Колокола допели последний стих, на деревню опустилась послеполуденная тишина.

Из хлева выходит молодая женщина с полным подойником только что надоенного молока.

Она останавливается, ладонью прикрыв глаза от солнца.

— Матуш!

Ее крик вспугивает голубей. Подойник летит на землю… женщина бежит к воротам.

И Дунчо радостным лаем приветствует своего хозяина, рвется на цепи.

Солдат сжимает жену в объятиях.

— Мальчик родился или…

— Сам увидишь! — на одном дыхании отвечает жена.

По двору разносится новый крик.

— Матушко!.. Брат мой любимый!

Босоногая девушка — Зузка, сестра Матуша — уже бежит к воротам, юбки ее развеваются над загорелыми икрами.

В дверях показываются мать Матуша и его дедушка, Якуб Сиронь.

— Мама…

Мать крестит сыну лоб. А дедушка — еще крепкий мужчина — ворчит (это и упрек и приветствие одновременно):

— Ну что ж ты, пан солдат… Даже не написал, что едешь в отпуск.

— Я не в отпуск, Дедушка… — Матуш вдруг запнулся, не зная, как им объяснить. — Для меня война уже кончилась.

Пораженные, они молчат.

— Сбежал! — догадалась Зузка.

Солдат кивает.

— Боже праведный! — испуганно восклицает жена. — Значит, тебя будут разыскивать, будут…

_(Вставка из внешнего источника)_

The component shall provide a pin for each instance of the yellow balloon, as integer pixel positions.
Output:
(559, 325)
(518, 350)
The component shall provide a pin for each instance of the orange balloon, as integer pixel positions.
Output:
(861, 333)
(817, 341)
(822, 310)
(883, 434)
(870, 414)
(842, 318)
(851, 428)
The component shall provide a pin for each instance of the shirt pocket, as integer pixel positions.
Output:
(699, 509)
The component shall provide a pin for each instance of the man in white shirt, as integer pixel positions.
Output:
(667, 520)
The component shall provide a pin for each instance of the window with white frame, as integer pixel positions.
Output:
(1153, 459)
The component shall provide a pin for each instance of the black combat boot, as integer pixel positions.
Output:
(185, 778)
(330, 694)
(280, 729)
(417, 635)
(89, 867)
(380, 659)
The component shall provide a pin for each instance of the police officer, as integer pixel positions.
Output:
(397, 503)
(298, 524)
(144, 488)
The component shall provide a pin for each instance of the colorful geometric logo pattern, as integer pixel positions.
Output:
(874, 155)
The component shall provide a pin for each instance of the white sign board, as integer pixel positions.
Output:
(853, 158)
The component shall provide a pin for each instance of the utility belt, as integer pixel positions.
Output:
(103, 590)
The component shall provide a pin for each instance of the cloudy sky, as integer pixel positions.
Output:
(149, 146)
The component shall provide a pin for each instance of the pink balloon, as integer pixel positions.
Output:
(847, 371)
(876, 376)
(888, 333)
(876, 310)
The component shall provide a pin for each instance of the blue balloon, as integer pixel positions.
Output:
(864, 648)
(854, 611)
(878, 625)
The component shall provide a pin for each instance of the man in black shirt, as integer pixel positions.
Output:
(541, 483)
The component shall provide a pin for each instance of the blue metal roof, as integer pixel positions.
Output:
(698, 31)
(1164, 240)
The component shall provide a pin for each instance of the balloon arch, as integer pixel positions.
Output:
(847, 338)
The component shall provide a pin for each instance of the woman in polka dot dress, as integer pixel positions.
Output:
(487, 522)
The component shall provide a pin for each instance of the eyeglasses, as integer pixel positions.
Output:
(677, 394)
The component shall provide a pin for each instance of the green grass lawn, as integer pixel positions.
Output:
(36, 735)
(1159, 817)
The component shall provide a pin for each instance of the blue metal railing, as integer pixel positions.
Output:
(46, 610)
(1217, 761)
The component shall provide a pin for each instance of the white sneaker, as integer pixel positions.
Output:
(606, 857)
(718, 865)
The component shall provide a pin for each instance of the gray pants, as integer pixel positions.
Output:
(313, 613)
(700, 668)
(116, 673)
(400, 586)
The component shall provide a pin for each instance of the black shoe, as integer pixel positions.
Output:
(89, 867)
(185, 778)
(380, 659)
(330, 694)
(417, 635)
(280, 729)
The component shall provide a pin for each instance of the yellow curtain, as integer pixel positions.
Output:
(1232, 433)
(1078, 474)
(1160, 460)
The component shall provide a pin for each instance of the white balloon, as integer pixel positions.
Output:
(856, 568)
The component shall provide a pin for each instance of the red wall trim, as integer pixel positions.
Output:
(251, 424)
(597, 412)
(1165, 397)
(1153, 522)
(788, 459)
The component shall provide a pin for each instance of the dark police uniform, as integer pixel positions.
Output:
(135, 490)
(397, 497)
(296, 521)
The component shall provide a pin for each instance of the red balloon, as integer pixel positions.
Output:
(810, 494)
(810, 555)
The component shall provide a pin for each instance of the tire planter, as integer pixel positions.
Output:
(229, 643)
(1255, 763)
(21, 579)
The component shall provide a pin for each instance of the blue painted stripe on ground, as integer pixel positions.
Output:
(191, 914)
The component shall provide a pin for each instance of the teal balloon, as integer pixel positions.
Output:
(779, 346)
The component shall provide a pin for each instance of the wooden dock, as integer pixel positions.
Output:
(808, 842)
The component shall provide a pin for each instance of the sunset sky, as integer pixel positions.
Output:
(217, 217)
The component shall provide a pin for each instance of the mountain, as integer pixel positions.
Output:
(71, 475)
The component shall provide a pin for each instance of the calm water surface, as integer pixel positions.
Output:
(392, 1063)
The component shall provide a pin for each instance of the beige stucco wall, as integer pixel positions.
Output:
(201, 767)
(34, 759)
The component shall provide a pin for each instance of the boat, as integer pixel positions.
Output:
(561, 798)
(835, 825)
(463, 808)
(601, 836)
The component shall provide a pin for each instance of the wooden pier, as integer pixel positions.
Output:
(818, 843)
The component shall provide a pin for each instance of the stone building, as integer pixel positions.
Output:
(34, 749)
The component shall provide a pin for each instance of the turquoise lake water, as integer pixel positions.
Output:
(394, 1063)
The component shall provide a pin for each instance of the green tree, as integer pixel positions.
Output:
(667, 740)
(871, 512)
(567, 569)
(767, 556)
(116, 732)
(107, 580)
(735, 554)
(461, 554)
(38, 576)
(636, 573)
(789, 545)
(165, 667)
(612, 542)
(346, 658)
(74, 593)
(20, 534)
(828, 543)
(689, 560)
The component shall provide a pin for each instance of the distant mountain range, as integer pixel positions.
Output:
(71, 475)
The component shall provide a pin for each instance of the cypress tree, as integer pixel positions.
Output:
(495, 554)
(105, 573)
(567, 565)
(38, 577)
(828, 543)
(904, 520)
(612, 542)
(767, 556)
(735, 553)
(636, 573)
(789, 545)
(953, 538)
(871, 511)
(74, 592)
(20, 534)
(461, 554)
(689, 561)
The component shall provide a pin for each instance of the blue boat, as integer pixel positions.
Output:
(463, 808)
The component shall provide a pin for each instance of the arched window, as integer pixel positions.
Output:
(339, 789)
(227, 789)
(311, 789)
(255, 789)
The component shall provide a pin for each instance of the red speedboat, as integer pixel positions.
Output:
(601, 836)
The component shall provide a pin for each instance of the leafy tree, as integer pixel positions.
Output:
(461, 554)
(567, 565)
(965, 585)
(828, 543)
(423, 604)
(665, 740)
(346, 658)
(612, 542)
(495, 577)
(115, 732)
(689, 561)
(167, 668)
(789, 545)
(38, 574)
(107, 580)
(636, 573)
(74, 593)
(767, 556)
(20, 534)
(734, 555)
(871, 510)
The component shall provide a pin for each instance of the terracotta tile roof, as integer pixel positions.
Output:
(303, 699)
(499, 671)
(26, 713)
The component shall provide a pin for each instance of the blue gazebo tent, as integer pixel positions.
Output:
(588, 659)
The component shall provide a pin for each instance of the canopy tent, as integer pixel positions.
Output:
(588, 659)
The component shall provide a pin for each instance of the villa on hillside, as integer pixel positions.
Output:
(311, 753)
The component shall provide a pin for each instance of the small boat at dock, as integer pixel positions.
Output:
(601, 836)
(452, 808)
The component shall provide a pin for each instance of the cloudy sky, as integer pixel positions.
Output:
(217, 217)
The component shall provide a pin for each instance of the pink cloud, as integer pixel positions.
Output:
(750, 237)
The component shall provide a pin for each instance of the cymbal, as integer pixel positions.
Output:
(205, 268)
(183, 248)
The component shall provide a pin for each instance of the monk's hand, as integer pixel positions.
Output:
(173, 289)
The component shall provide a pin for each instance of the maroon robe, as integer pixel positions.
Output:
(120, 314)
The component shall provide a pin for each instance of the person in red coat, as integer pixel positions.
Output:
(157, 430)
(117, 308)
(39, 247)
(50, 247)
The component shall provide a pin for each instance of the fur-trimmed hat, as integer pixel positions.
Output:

— Ясное дело! — перебивает ее дед. — Дезертиров всегда разыскивают… Так было и так будет. А потом посадят в тюрьму. А то и расстреляют.

Мать заломила руки.

— Господи, что ж ты наделал, сын мой…

— А ну-ка, помолчи! — перебил ее дед. — Слезами горю не поможешь. Надо его спрятать. На чердак, в кладовку или… Нет, лучше в хлев, под навоз. — А внуку-дезертиру дед бросает: — Чего ж ты разгуливаешь по деревне, дурень!..

11 КАРТИНА
В деревне

Вниз по деревенской улице едет Амброз. Он держится прямо, уверенно, как если бы сидел не на велосипеде, а на коне; ноги в начищенных до блеска сапогах неподвижно застыли на педалях, слегка тормозя.

Навстречу ему, подпрыгивая, бегут два босоногих сорванца.

— На страж![6] — вежливо здороваются они.

— На страж! — с достоинством отвечает Амброз.

И, ловко описав небольшую дугу, он останавливается около какой-то калитки.

12 КАРТИНА
На дворе

Матуш, не соглашаясь с дедом, отрицательно качает головой.

— Но мне неохота прятаться, дед, я не хочу, чтобы…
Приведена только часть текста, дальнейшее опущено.